删除链表中的倒数第N个结点

public ListNode removeNthFromEnd(ListNode head, int n) {
        ListNode dummy = new ListNode(-1);
        dummy.next = head;
        ListNode node = findNthFromEnd(dummy, n + 1);
        node.next = node.next.next;
        return dummy.next;
    }
    /*
     * @Title: findNthFromEnd
     * @Description: 找到我们要删除的结点
     * @Author: zdp
     * @DateTime: 2022/12/16 22:57
     * @param head
     * @param n
     * @return com.zhu.algorithms.leetcode.base.ListNode
     * @throws
     */
    public ListNode findNthFromEnd(ListNode head, int n) {
        ListNode p = head;
        // 1 2 3 4 5
        // 我们要找到倒数第2个元素的话，需要走3步，走5步到达null, 也就是说我们走5 - 2 步
        // 首先走2步
        for (int i = 0; i < n; i++) {
            p = p.next;
        }
        // 然后重新走 p 走到null 的时候,需要走3步，正好就是我们需要的。
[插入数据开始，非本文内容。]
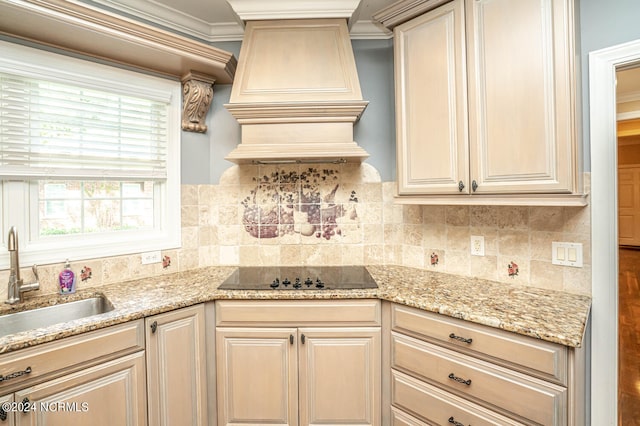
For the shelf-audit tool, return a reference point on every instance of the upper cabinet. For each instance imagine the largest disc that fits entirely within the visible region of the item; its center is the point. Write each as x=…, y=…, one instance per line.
x=486, y=102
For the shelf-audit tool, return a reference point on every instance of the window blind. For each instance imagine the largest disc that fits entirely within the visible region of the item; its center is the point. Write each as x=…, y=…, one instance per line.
x=52, y=129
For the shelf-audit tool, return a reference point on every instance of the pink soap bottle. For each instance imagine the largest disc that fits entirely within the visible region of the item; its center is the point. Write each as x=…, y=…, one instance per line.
x=67, y=279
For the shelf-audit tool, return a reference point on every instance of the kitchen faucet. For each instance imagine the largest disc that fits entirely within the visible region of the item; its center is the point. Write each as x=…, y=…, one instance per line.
x=16, y=285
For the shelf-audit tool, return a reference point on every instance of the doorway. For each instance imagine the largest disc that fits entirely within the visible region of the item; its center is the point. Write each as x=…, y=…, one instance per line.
x=603, y=65
x=628, y=145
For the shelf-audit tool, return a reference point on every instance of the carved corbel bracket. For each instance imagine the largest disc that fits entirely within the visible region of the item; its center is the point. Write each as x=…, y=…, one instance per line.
x=197, y=94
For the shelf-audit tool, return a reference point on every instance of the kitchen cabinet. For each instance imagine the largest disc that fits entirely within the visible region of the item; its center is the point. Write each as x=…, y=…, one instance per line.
x=176, y=367
x=97, y=378
x=485, y=101
x=110, y=393
x=443, y=370
x=298, y=362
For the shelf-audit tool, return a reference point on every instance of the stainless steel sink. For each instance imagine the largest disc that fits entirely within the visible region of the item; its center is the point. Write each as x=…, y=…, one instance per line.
x=55, y=314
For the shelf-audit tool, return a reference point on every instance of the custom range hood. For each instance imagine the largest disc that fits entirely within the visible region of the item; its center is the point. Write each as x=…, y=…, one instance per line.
x=296, y=92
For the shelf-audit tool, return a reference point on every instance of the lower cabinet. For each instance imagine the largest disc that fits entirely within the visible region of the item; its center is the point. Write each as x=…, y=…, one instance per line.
x=442, y=371
x=107, y=394
x=176, y=367
x=272, y=372
x=96, y=379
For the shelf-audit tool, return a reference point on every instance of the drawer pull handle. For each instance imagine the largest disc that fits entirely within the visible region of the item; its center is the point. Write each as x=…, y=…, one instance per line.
x=460, y=338
x=453, y=421
x=26, y=405
x=460, y=380
x=14, y=375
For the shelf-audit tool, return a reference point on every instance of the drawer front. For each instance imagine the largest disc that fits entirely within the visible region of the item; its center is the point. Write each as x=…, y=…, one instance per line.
x=537, y=357
x=49, y=358
x=485, y=383
x=400, y=418
x=436, y=406
x=295, y=313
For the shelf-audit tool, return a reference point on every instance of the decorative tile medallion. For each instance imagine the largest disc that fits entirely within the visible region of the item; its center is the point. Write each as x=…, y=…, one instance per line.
x=298, y=202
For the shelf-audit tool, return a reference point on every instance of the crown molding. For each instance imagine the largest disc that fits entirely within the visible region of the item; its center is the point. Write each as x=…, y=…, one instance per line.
x=94, y=32
x=178, y=21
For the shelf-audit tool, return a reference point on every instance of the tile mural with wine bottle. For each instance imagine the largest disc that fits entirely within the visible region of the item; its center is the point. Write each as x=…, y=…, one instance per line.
x=309, y=201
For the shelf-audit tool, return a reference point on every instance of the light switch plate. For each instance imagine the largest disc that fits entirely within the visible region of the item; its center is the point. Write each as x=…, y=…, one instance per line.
x=477, y=245
x=151, y=257
x=566, y=254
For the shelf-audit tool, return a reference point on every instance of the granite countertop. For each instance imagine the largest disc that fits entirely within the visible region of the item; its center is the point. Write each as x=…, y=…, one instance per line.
x=553, y=316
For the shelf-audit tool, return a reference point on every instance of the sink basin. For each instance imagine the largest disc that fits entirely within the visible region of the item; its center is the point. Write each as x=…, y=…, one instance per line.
x=55, y=314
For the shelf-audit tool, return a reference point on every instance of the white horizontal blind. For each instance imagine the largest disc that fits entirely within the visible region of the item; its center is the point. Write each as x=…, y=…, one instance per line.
x=58, y=130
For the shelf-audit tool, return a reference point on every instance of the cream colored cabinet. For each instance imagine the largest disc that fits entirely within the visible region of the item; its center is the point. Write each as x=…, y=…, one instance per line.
x=96, y=378
x=443, y=370
x=485, y=101
x=176, y=367
x=111, y=393
x=326, y=371
x=6, y=415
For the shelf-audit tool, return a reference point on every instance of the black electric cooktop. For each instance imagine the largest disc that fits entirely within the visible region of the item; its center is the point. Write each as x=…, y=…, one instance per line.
x=299, y=278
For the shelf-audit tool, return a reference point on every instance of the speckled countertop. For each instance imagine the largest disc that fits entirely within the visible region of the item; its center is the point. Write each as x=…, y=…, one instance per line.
x=549, y=315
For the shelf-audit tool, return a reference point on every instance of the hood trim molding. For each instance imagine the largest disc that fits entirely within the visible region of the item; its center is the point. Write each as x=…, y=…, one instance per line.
x=296, y=93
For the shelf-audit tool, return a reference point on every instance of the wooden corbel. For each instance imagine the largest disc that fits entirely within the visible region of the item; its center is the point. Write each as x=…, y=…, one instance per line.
x=197, y=94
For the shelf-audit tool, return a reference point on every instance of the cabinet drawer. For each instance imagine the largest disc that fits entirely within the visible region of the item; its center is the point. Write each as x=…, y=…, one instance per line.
x=437, y=406
x=60, y=356
x=483, y=382
x=400, y=418
x=537, y=357
x=295, y=313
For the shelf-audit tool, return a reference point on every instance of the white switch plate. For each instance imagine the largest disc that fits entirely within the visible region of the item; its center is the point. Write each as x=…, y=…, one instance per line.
x=566, y=254
x=151, y=257
x=477, y=245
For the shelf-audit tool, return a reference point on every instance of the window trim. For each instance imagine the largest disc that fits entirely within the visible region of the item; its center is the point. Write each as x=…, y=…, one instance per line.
x=17, y=58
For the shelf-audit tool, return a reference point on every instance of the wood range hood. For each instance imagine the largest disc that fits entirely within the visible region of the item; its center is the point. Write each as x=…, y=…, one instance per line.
x=296, y=92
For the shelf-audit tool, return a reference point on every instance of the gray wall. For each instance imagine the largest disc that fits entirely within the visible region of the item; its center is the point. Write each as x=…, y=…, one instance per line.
x=603, y=24
x=203, y=154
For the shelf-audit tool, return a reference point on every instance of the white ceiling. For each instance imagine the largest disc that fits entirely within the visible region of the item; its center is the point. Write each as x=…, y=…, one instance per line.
x=214, y=20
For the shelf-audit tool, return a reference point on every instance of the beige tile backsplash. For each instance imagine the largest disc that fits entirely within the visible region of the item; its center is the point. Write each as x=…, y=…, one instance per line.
x=343, y=214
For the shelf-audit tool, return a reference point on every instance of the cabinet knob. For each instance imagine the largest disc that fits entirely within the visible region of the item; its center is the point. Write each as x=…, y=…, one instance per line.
x=454, y=422
x=460, y=338
x=26, y=405
x=460, y=379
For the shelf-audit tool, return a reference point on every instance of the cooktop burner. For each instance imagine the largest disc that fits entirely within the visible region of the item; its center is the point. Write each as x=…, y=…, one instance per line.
x=299, y=278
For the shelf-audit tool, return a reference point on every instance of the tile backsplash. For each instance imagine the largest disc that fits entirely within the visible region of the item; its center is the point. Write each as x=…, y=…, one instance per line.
x=343, y=214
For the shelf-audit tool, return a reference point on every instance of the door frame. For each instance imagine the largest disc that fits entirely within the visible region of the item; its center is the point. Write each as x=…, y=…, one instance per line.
x=604, y=227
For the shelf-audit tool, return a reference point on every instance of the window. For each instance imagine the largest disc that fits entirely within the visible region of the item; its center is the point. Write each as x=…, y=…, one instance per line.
x=89, y=158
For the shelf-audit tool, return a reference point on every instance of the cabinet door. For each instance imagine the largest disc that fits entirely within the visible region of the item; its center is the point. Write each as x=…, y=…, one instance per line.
x=339, y=376
x=257, y=374
x=108, y=394
x=431, y=103
x=629, y=206
x=521, y=95
x=176, y=367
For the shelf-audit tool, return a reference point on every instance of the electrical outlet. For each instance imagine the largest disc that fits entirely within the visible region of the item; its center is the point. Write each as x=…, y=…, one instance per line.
x=477, y=245
x=566, y=254
x=151, y=257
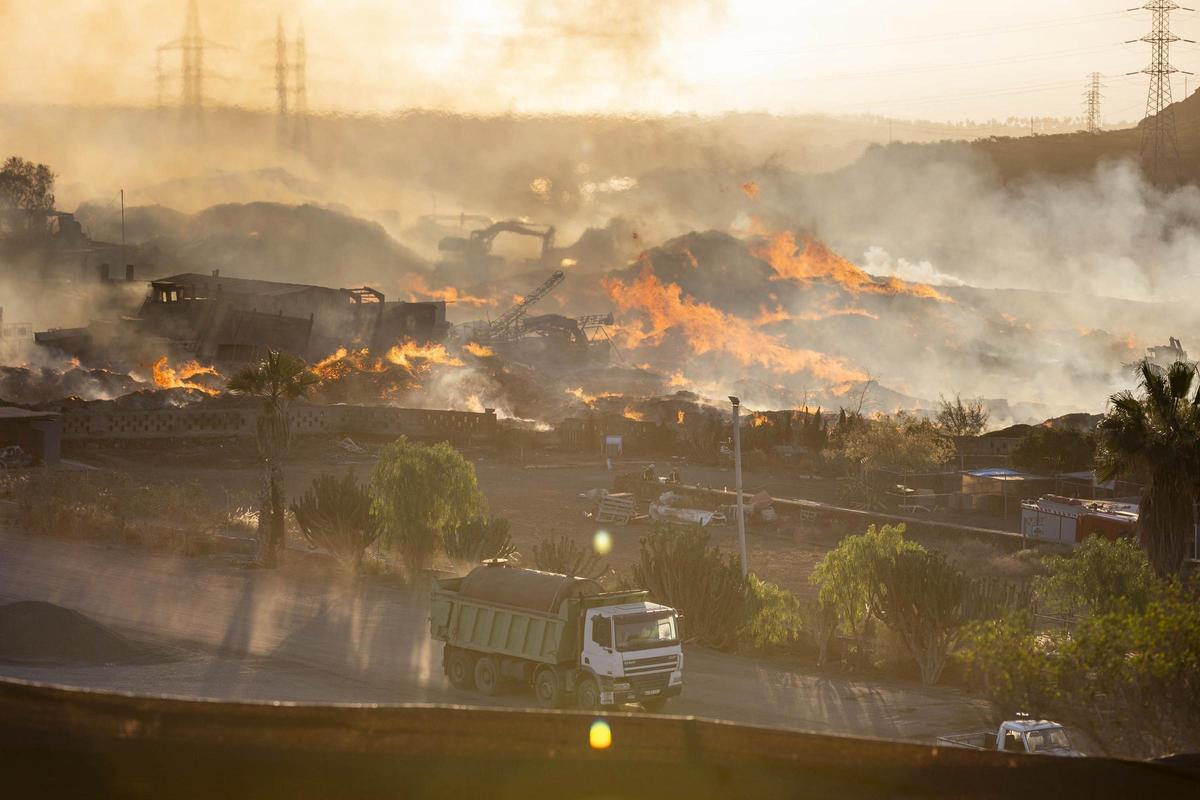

我们新的指针p1也就走到我们所求的地方
        ListNode p1 = head;
        while (p != null) {
            p = p.next;
            p1 = p1.next;
        }
        return p1;
    }

func removeNthFromEnd(head *ListNode, n int) *ListNode {
	dummy := &ListNode{-1, head}
	node := findNthFromEnd(dummy, n + 1)
	node.Next = node.Next.Next
	return dummy.Next
}
func findNthFromEnd(head *ListNode, n int) *ListNode {
	p := head
	for i := 0; i < n; i++ {
		p = p.Next
	}
	p1 := head
	for p != nil {
		p1 = p1.Next
		p = p.Next
	}
	return p1
}

ListNode* removeNthFromEnd(ListNode* head, int n) {
        ListNode* dummy = new ListNode(-1);
        dummy->next = head;
        ListNode* node = findFromEnd(dummy, n + 1);
        node->next = node->next->next;
        return dummy->next;
    }
    ListNode* findFromEnd(ListNode* head, int n) {
        ListNode* p = head;
        for (int i = 0; i < n; i++) {
            p = p->next;
        }
        ListNode* p1 = head;
        while (p) {
            p = p->next;
            p1= p1->next;
        }
        return p1;
    }